Albert Rank, écrivain célèbre, sort
d'une séance de dédicace. Arrivé chez
lui, il trouve dans son courrier
la lettre
d'une"inconnue" : une femme l'a aimé depuis son plus
jeune âge d'un "amour éternel et muet", amour
qu'elle n'avoue qu'au moment de sa mort prochaine, dans une
longue lettre passionnée
Très longtemps
on ne verra qu'une main fatiguée, on n'entendra que
la voix d'Irène Jacob lire cette longue lettre.
Après les premiers émois de Rose enfant, nous
la voyons devenue adulte (Irène Jacob) revenir
à Vienne, dans l'espoir de revoir celui qu'elle avait
aimé secrètement. Pourtant
elle avait
tout imaginé sauf "Que tu pourrais ne pas me
reconnaître" .
Le film prévu initialement début 2002 sur
France 3 est finalement été diffusé sur
"Festival" en juin 2002, puis enfin sur France 3
le 22
décembre 2003.
Diffusion suivie
d'un hommage à Christine Gouze-Rénal,
disparue en octobre 2002, "le" producteur du film, a propos
de laquelle s'exprimaient J. Deray, J.Cl. Carrière,
Ch.Thompson et Irène Jacob qui quant à elle :
"Cet amour des projets qu'elle faisait, sa force, sa
féminité, son esprit d'entreprise
son
ouverture et puis sa marque sur les
choses
"
Dans ce film, le
dernier de la productrice (150 films !), Jacques Deray et
Jean-Claude Carrière ont évité avec un
certain talent le double piège du "sentimentalisme"

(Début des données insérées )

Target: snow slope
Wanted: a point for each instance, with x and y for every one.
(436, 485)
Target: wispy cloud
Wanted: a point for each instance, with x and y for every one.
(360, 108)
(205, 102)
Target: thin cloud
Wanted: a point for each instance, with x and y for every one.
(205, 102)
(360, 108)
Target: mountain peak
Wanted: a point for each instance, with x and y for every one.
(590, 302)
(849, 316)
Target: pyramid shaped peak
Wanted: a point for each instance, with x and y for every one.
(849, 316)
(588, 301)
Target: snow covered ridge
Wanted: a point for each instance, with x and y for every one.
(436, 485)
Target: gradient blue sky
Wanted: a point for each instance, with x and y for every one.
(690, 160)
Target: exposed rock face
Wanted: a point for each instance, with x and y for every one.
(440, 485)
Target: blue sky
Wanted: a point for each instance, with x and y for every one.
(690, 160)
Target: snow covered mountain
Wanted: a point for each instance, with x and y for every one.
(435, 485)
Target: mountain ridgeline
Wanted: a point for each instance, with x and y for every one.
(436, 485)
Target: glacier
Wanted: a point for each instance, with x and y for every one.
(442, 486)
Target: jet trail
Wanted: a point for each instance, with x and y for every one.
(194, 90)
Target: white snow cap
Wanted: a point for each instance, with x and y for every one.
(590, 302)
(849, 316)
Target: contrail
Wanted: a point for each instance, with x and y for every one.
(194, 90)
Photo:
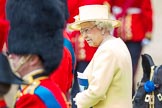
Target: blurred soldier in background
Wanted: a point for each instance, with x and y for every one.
(136, 26)
(83, 51)
(35, 46)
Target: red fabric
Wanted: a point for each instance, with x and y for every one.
(4, 26)
(29, 101)
(2, 9)
(63, 75)
(140, 23)
(3, 104)
(33, 101)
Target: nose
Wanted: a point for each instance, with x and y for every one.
(84, 35)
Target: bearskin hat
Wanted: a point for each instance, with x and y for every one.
(6, 74)
(37, 28)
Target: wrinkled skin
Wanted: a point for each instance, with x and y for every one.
(139, 97)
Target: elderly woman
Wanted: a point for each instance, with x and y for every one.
(109, 73)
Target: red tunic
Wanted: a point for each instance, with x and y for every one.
(63, 76)
(41, 94)
(3, 104)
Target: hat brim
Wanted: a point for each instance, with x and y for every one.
(6, 74)
(76, 25)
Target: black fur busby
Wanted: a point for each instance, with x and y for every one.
(37, 28)
(6, 74)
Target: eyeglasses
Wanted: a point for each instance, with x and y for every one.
(86, 30)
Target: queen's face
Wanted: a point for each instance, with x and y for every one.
(91, 34)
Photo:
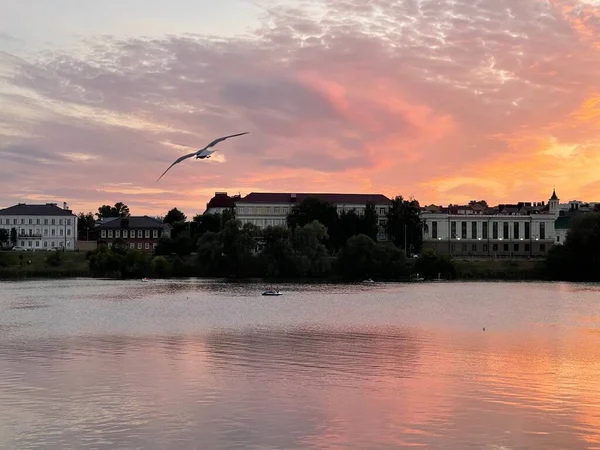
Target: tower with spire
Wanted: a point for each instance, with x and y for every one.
(554, 203)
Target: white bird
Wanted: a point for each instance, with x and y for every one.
(203, 152)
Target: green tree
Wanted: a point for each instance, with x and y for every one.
(4, 237)
(311, 253)
(85, 223)
(120, 209)
(579, 258)
(174, 216)
(404, 226)
(278, 253)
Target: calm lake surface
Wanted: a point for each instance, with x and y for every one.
(195, 364)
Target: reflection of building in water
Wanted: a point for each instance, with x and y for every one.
(392, 351)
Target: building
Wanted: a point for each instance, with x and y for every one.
(508, 230)
(220, 202)
(41, 227)
(265, 209)
(136, 232)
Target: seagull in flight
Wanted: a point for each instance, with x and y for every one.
(203, 152)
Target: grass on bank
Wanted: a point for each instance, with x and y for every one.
(43, 264)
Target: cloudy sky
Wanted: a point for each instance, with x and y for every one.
(444, 100)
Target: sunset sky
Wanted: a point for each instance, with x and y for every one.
(443, 100)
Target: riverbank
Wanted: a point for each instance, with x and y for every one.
(18, 265)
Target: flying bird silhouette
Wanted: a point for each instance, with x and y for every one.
(202, 153)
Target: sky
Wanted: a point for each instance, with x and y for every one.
(443, 100)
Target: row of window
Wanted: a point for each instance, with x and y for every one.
(496, 247)
(129, 234)
(140, 246)
(508, 232)
(285, 210)
(46, 232)
(45, 244)
(37, 221)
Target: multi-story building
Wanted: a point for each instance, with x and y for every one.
(265, 209)
(519, 230)
(136, 232)
(41, 227)
(220, 202)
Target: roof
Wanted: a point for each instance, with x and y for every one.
(222, 200)
(22, 209)
(336, 199)
(132, 222)
(563, 222)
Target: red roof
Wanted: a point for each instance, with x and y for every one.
(336, 199)
(221, 200)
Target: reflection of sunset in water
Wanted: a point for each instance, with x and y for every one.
(217, 366)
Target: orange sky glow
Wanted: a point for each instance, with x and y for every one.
(446, 101)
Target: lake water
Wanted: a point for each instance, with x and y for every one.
(194, 364)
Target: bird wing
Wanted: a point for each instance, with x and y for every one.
(178, 160)
(216, 141)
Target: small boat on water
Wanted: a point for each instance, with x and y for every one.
(272, 292)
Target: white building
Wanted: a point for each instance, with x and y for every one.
(265, 209)
(41, 227)
(527, 230)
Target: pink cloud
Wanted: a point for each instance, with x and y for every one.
(444, 101)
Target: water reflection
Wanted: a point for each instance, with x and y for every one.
(349, 381)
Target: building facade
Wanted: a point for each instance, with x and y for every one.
(41, 227)
(221, 202)
(508, 231)
(265, 209)
(135, 232)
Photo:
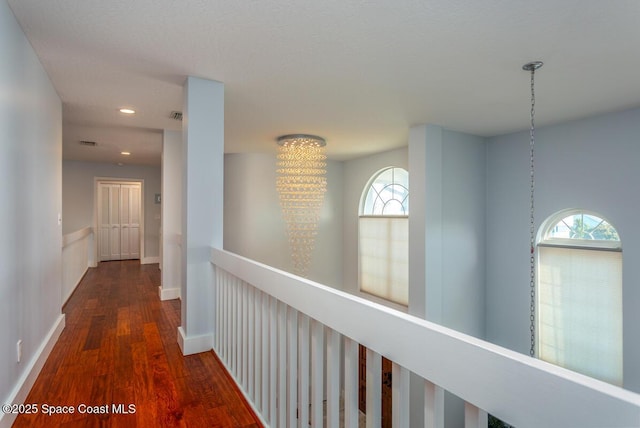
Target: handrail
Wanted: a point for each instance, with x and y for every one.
(523, 391)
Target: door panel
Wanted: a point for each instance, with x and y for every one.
(119, 213)
(114, 214)
(104, 226)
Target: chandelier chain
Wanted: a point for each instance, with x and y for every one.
(532, 273)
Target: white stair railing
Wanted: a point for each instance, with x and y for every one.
(292, 347)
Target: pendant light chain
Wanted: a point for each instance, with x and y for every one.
(532, 283)
(532, 67)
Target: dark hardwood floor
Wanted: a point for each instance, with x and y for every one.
(118, 357)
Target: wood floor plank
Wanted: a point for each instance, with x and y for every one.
(118, 357)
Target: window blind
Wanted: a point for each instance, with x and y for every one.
(384, 253)
(580, 311)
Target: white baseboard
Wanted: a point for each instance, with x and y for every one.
(169, 293)
(194, 344)
(29, 376)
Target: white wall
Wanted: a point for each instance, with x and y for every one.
(77, 257)
(30, 191)
(171, 214)
(589, 164)
(78, 199)
(253, 222)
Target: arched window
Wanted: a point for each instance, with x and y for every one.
(580, 295)
(383, 236)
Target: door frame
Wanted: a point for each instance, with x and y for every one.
(96, 227)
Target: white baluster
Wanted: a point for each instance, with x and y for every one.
(303, 374)
(351, 387)
(257, 339)
(374, 389)
(433, 405)
(282, 365)
(234, 328)
(252, 343)
(333, 378)
(265, 353)
(400, 396)
(244, 347)
(317, 373)
(273, 359)
(292, 376)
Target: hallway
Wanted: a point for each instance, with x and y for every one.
(118, 364)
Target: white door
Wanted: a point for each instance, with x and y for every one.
(130, 221)
(119, 211)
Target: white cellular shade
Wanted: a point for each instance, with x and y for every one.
(580, 310)
(383, 246)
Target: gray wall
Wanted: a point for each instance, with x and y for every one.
(30, 191)
(253, 225)
(589, 164)
(78, 188)
(463, 232)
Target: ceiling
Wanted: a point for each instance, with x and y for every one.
(358, 73)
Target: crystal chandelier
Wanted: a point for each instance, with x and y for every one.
(301, 184)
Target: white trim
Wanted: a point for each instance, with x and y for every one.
(31, 372)
(194, 344)
(168, 293)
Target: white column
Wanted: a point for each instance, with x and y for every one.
(171, 214)
(425, 238)
(202, 208)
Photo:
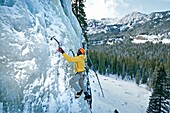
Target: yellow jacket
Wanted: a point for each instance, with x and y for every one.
(78, 60)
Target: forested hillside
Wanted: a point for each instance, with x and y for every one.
(129, 60)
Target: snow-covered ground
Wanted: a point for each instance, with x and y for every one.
(125, 96)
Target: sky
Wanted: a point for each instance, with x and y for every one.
(97, 9)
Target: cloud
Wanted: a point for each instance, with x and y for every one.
(97, 9)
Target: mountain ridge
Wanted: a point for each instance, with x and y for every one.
(134, 23)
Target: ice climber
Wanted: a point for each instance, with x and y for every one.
(77, 81)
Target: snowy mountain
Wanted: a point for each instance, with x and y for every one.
(134, 24)
(33, 75)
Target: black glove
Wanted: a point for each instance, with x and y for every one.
(60, 50)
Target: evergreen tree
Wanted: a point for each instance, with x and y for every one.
(138, 77)
(161, 94)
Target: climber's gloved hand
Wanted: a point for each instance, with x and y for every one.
(60, 50)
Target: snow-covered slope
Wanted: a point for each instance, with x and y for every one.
(134, 23)
(125, 96)
(33, 76)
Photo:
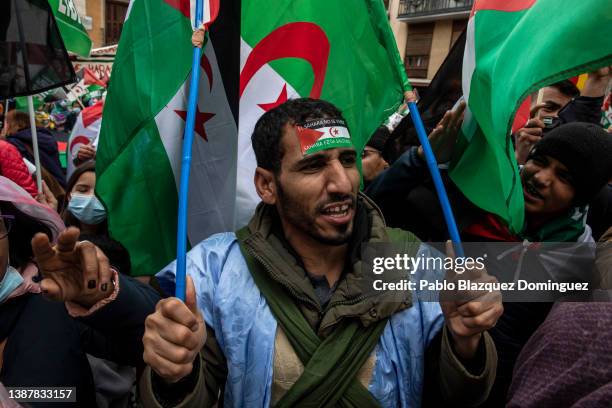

et de la comparaison avec la version mythique d'Ophüls
(à revoir absolument, par ailleurs).
Irène m'a demandé ce que j'en pensais
Aïe, aïe, aïe, je ne l'avait vue qu'une fois,
partiellement, cette version. Et la terrible
vérité, c'est que j'avais toujours bien plus
en tête la version d'Ophüls, sans parler du texte
de Zweig, si propice à créer sa propre
musique, ses propres images
Mais voilà, j'ai pris le temps de la revoir, pour de
bon, cette lettre, Irène. Et moins distrait qu'Albert
Rank.
Alors maintenant, je peux le dire : mes moments
préférés, ce sont (peut-être) la
scène de danse avec un petit moment de folie (dans
l'esprit de "Fugueuses", toutes proportions gardées)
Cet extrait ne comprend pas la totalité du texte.